Personal information
- Full name: Neal Alexander Scott Mackey
- Born: 10 February 1983 (age 43) Leicester, Leicestershire, England
- Batting: Right-handed
- Bowling: Right-arm medium-fast

Domestic team information
- 2002: Leicestershire Cricket Board

Career statistics
| Competition | LA |
| Matches | 1 |
| Runs scored | 25 |
| Batting average | 25.00 |
| 100s/50s | –/– |
| Top score | 25 |
| Balls bowled | – |
| Wickets | – |
| Bowling average | – |
| 5 wickets in innings | – |
| 10 wickets in match | – |
| Best bowling | – |
| Catches/stumpings | –/– |
- Source: Cricinfo, 15 November 2010

= Neal Mackey =

English cricketer

Neal Alexander Scott Mackey (born 10 February 1983) is an English cricketer. Mackey is a right-handed batsman who bowls right-arm medium-fast. He was born in Leicester, Leicestershire.

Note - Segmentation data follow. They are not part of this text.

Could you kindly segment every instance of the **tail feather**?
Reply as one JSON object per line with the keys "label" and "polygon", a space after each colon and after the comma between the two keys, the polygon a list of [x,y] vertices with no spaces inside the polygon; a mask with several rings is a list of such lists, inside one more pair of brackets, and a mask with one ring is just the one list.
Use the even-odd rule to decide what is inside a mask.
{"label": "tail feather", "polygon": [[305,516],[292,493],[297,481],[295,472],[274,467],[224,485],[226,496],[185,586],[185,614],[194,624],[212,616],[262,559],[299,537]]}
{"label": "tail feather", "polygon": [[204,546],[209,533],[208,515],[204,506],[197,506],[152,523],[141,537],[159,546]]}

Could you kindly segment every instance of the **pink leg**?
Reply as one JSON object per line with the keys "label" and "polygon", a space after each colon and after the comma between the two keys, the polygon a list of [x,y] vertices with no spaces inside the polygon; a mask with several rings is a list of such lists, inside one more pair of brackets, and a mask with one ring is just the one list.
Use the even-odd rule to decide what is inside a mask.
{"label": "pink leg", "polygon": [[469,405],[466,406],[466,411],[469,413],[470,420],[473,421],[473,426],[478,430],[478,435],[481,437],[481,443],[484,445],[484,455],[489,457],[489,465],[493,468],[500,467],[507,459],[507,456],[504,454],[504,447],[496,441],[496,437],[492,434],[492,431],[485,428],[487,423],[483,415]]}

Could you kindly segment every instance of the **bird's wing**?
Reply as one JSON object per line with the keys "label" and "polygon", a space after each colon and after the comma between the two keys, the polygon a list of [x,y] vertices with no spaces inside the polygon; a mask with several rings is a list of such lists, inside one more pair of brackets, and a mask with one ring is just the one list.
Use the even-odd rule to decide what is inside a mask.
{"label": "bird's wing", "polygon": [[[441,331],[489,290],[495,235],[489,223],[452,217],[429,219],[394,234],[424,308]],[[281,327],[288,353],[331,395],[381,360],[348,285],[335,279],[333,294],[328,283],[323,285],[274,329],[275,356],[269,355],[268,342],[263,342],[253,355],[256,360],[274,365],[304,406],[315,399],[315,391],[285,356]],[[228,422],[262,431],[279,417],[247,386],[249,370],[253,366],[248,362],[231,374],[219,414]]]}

Mackey represented the Leicestershire Cricket Board in a single List A match against the Kent Cricket Board in the 2nd round of the 2003 Cheltenham & Gloucester Trophy which was held in 2002. In his only List A match he scored 25 runs.

In currently plays club cricket for Market Harborough Cricket Club in the Leicestershire Premier Cricket League.